Total RNA extraction and library construction
Total RNA of the wild type and the green mutant was extracted from the
freshly frozen tissue samples by using TIANGEN reagent (Novogene),
according to the manufacturer's instructions. Then, these RNA samples
were tested to ensure the quality met the standard for library
construction with regard to four aspects. First, the levels of
degradation and contamination of RNA samples were checked by agarose
gel electrophoresis. Second, RNA purity was checked by Nanodrop to
confirm that it was of sufficient quality with an OD 260/280 ratio
value near 2. Third, the concentration of RNA samples was accurately
quantified by Qubit. Fourth, Agilent 2100 was used to check the
integrity of RNA samples. When the RNA quality parameters met the
requirements, the cDNA library could be constructed.
Magnetic beads with oligo(dT) were used to isolate eukaryotic mRNA from
the total RNA. Subsequently, fragmentation buffer was added to chop the
mRNA into short fragments, which were then used as the template for
single-stranded cDNA synthesis by adding 6-bp random hexamers. Then,
the second-strand cDNA synthesis was performed by adding buffer, dNTPs,
DNA polymerase I and RNase H. After purification of the double-stranded
cDNA using AMPure XP beads, the ends were repaired and poly (A) was
linked to the 3’-cDNA. Sequencing adapters, which contained a
recognition site, were added to the end of poly(A). After amplifying
the double-stranded cDNA, the PCR amplification product was purified by
AMPure XP beads. Finally, the cDNA library was constructed.

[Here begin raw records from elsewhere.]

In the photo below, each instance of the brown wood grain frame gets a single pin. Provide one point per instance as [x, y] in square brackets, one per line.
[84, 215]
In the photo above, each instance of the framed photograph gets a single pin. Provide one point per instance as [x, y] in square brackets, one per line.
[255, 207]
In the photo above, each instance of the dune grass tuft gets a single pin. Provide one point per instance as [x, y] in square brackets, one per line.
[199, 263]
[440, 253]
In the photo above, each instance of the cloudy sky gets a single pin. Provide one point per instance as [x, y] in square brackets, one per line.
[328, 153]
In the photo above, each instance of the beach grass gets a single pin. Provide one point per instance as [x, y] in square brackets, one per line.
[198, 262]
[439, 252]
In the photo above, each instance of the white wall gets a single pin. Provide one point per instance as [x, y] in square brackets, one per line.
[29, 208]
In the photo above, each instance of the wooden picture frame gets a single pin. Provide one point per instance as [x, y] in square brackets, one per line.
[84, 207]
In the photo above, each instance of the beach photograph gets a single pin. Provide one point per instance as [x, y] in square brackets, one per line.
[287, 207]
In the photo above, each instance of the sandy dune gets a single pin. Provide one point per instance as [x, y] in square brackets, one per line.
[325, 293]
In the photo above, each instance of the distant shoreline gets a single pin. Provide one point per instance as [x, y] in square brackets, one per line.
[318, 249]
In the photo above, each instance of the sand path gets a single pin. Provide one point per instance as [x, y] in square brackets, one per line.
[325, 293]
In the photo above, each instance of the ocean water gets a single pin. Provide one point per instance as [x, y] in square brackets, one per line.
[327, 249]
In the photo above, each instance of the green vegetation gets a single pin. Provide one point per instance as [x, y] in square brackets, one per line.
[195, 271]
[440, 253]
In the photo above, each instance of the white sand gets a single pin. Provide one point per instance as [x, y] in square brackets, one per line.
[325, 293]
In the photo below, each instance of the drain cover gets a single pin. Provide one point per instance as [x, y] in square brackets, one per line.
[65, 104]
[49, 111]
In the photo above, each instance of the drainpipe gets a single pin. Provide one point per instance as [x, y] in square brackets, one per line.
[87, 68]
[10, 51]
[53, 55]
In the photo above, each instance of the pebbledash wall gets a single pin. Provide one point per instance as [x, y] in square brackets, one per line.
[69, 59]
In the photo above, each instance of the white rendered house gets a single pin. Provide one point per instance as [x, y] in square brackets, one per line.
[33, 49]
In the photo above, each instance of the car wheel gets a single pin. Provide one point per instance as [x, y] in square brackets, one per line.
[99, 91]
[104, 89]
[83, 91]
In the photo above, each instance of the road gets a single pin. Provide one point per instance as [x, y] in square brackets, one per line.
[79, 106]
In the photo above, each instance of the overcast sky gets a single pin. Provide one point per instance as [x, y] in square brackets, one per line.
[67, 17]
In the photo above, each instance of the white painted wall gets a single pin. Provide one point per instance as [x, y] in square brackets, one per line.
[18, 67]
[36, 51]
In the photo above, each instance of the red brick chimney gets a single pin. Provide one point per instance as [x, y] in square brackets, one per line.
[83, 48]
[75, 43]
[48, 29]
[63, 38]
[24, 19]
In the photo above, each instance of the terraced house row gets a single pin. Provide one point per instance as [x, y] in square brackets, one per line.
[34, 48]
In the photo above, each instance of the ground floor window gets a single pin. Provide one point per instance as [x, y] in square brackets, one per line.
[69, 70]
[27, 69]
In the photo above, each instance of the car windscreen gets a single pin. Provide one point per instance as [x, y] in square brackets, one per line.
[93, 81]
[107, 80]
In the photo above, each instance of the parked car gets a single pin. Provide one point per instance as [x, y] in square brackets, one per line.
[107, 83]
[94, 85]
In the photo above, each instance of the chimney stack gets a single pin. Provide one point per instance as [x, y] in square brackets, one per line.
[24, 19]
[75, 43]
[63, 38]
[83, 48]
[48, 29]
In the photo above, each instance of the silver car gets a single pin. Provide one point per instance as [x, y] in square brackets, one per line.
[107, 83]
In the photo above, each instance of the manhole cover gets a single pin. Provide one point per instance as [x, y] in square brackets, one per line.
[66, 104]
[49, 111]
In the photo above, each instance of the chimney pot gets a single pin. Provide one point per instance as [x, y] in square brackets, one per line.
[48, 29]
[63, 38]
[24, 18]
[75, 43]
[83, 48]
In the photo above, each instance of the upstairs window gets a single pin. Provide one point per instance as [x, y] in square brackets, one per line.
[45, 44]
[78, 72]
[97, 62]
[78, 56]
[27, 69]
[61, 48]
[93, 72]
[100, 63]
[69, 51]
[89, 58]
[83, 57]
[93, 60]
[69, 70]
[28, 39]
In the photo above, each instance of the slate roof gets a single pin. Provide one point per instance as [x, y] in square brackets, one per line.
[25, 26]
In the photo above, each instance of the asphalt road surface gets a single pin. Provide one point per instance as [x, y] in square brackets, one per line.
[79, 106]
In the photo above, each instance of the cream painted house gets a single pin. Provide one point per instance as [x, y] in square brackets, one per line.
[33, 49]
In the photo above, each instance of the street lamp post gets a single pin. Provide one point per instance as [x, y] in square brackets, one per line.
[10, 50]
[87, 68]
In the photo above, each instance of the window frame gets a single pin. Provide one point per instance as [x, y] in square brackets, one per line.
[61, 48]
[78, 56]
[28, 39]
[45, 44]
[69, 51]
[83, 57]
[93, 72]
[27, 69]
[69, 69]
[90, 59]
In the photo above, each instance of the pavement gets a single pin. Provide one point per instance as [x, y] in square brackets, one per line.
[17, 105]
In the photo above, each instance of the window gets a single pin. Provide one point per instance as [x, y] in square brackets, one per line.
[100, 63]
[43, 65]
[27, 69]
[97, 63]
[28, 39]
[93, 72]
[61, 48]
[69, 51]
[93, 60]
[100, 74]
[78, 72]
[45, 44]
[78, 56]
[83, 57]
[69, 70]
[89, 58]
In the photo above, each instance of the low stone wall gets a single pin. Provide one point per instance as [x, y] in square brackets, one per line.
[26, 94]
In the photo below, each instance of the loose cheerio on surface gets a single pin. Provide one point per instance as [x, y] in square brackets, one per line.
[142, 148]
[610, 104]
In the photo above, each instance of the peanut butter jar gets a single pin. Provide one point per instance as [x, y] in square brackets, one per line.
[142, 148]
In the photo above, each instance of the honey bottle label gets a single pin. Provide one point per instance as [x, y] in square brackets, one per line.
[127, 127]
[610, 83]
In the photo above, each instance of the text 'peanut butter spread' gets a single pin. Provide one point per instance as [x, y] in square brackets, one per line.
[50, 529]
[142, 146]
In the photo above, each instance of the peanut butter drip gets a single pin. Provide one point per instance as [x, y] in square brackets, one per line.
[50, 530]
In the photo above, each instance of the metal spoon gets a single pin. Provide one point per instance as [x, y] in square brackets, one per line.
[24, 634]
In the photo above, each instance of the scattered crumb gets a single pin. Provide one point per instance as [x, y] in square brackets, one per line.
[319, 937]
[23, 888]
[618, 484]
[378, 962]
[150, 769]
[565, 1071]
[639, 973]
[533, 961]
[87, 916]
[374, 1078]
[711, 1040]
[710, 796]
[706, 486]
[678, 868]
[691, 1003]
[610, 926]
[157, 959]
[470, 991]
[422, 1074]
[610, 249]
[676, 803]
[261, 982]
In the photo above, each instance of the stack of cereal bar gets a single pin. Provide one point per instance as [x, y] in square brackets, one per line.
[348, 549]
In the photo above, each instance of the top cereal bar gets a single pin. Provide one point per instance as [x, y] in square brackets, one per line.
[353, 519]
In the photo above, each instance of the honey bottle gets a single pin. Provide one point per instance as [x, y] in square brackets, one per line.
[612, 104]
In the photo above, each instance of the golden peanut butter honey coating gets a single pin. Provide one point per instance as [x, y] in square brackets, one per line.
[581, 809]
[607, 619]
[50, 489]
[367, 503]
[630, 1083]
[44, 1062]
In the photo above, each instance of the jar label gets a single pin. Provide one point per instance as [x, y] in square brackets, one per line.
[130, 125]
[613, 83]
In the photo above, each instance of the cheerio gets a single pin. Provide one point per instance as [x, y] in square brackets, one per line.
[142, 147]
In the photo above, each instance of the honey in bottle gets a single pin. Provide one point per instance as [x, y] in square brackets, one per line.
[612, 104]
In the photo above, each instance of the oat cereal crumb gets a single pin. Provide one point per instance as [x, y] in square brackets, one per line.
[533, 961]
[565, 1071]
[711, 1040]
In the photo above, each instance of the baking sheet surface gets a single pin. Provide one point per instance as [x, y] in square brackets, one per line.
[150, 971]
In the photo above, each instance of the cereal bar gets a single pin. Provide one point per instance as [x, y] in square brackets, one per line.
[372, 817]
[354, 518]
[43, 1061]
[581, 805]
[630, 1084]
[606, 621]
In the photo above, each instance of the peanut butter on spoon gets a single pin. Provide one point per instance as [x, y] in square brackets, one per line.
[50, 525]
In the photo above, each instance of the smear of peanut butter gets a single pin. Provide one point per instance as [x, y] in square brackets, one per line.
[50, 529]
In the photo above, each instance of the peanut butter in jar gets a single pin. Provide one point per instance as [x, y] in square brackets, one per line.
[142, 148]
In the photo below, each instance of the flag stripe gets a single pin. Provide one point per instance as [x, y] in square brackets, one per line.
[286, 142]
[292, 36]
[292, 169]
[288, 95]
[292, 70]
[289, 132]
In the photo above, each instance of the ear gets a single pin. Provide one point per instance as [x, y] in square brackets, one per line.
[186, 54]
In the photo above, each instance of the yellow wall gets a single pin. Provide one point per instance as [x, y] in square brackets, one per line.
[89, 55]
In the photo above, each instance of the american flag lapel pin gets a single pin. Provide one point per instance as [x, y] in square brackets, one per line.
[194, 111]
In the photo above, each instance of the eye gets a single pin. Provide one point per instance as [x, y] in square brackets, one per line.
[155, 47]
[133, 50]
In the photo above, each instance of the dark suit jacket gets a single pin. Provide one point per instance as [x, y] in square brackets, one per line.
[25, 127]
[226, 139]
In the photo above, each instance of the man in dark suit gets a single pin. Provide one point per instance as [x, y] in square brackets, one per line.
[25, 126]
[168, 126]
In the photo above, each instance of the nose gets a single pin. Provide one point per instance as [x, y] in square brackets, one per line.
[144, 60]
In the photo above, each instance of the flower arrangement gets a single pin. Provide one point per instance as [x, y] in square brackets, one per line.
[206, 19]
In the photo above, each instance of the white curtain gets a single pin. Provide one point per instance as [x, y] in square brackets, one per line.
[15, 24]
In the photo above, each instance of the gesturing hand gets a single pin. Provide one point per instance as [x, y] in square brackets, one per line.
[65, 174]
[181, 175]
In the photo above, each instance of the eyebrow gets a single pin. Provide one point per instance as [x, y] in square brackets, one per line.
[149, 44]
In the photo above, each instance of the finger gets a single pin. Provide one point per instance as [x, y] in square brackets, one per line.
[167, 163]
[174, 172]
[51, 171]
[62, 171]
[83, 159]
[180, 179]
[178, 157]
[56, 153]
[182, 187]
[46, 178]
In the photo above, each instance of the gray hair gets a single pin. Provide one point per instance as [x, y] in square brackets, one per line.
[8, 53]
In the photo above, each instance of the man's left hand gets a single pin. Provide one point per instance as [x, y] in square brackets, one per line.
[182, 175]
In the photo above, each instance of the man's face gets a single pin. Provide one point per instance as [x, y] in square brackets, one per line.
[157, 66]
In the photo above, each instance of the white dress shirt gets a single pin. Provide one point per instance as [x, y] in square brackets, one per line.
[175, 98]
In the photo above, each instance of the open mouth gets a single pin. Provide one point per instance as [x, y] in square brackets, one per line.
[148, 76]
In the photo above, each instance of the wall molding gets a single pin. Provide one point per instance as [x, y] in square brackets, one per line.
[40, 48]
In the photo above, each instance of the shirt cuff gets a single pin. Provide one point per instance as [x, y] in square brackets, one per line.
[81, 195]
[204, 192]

After construction of the cDNA library, the preliminary initial
quantitation of the library was performed by Qubit 2.0. Then, the cDNA
concentration was diluted to 1.5ng/μl. Subsequently, insert size was
checked by Agilent 2100. After ascertaining that the insert size met
the requirement, the effective concentration of the library was
accurately quantified by Q-PCR (Effective concentration of library >2
nM) to guarantee the quality of the library.
Illumina sequencing, quality controls and de novo assembly
The pools for wild type and the green mutant were used to generate two
paired-end cDNA libraries, which were then sequenced using Illumina
HiSeq^TM2500 and MiSeq^TM sequencers. The raw data were obtained and
the base quality was tested using Qphred software. Q[10], Q[20], Q[30],
Q[40] represent an accuracy of 90%, 99%, 99.9%, 99.99%, respectively.
Then, the low-quality reads were filtered out, (i.e., reads containing
primer/adaptor sequences, reads in which the proportion of N (i.e.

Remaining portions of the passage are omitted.